El relato de su innegable delirio en el mar fue, de igual manera, adscrito a análoga causa por la gente. Y lo mismo, también, todas las pesadumbres añadidas que siempre después, hasta el mismo día de zarpar en el Pequod en la presente expedición, anidaron en su frente. Y no resulta tan inverosímil que lejos de desconfiar de su capacidad para otra expedición ballenera, habida cuenta de tales lúgubres síntomas, las calculadoras gentes de esa prudente isla se inclinaran a abrigar la idea de que por esas mismas razones estaba mejor cualificado y preparado para una actividad tan llena de rabia y fiereza como la sangrienta caza de la ballena. Roído por dentro y chamuscado por fuera, con las implacables garras de una incurable idea incrustadas, un individuo así, si es que se pudiera encontrar, resultaría el hombre apropiado para lanzar su hierro y alzar su lanza contra la más aterradora de las bestias. O, si considerado por cualquier razón corporalmente incapacitado para ello, aun así, tal individuo resultaría extraordinariamente competente para animar y azuzar a sus subordinados al ataque. Mas sea todo esto como fuere, lo cierto es que con el enajenado secreto de su incólume rabia encerrado bajo llave en él, Ajab se había embarcado deliberadamente en la presente expedición con el único y omnímodo propósito de dar caza a la ballena blanca. Si alguno de sus viejos conocidos en tierra hubiera siquiera medio soñado lo que entonces se ocultaba en él, ¡con qué prontitud sus horrorizadas e íntegras almas habrían arrancado el barco a un hombre tan diabólico! Ellos estaban interesados en rentables travesías, los beneficios a saldar en dólares contantes y sonantes. Él estaba resuelto a una audaz, implacable y sobrenatural venganza.

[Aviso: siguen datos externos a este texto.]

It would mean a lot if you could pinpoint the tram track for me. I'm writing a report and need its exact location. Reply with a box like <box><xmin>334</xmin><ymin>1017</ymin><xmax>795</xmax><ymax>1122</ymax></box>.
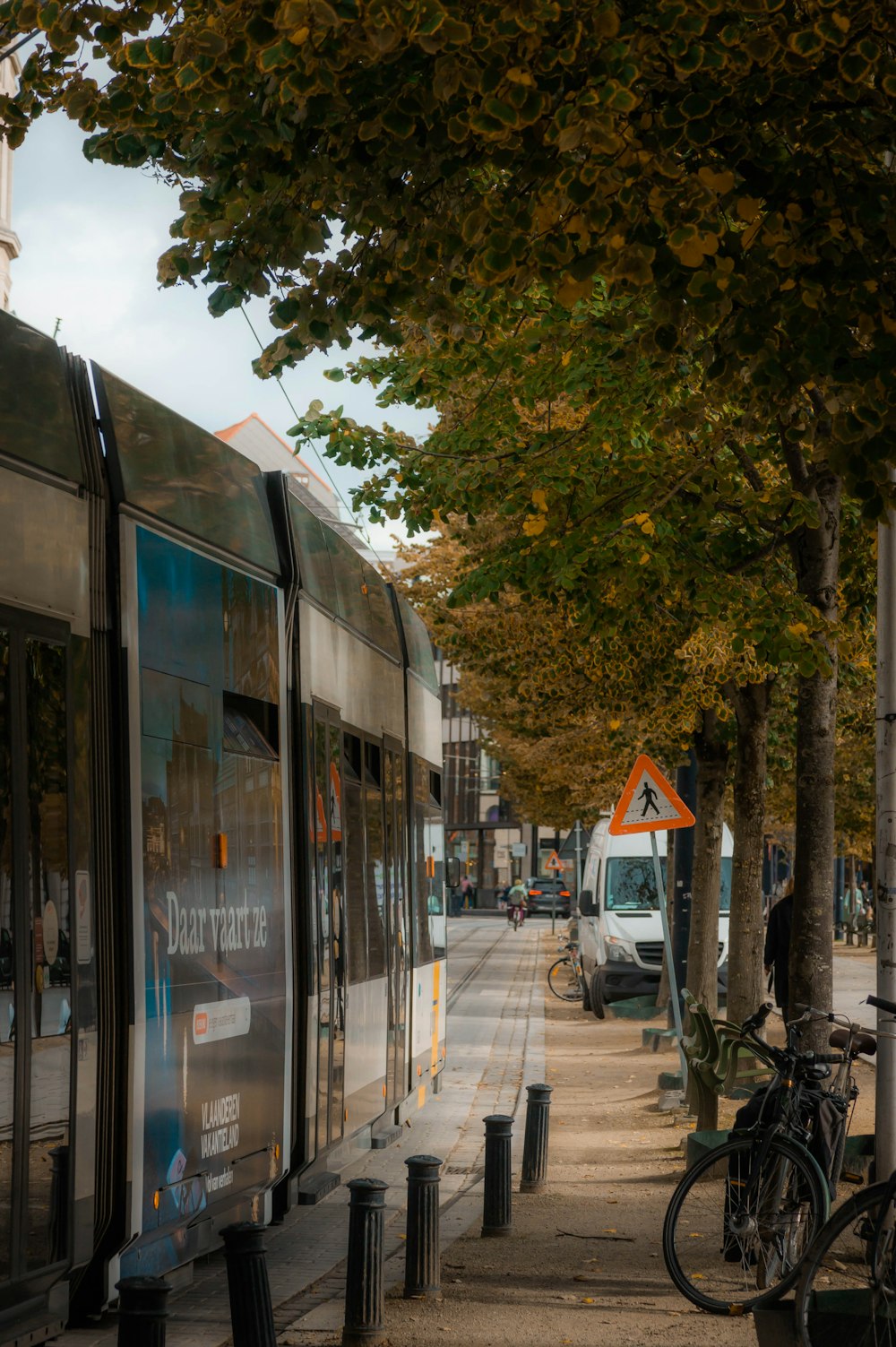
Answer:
<box><xmin>446</xmin><ymin>929</ymin><xmax>509</xmax><ymax>1012</ymax></box>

Aquí, por tanto, estaba este impío viejo de cabeza gris, persiguiendo con maldiciones alrededor del mundo a una ballena propia de Job; al frente, además, de una tripulación formada básicamente por mestizos renegados, y proscritos, y caníbales… moralmente debilitada, asimismo, por la incompetencia de la mera desasistida virtud o sensatez de Starbuck, la invulnerable jocosidad de la indiferencia y el descuido de Stubb, y la prevalente mediocridad de Flask. Tal tripulación, de tal manera dirigida, parecía especialmente seleccionada y dispuesta por algún infernal hado para ayudarle en su monomaníaca venganza. Cómo fue que respondieron con tal prodigalidad a la ira del viejo… por qué maligna magia fueron sus almas poseídas, para que a veces el odio de él pareciera suyo y la ballena blanca tanto el insufrible enemigo de ellos como el de él; cómo llegó a suceder todo esto… qué era para ellos la ballena blanca, o cómo, para su inconsciente comprensión, también podía haber parecido, de alguna oscura, insospechada manera, el resbaladizo gran demonio de los mares de la vida… Explicar todo esto sería sumergirse más hondo de lo que Ismael puede. El minero subterráneo que trabaja en todos nosotros, ¿cómo se puede decir dónde lleva su pozo a partir del sonido apagado y siempre cambiante de su pico? ¿Quién no siente el irresistible tirón del brazo? ¿Qué barca puede quedarse quieta ante un setenta y cuatro[57] que la remolque? Por mi parte, yo me dejé llevar por la licencia del tiempo y el lugar; y estando enteramente lanzado a enfrentarme a la ballena, nada podía ver en esa bestia salvo el más mortífero mal.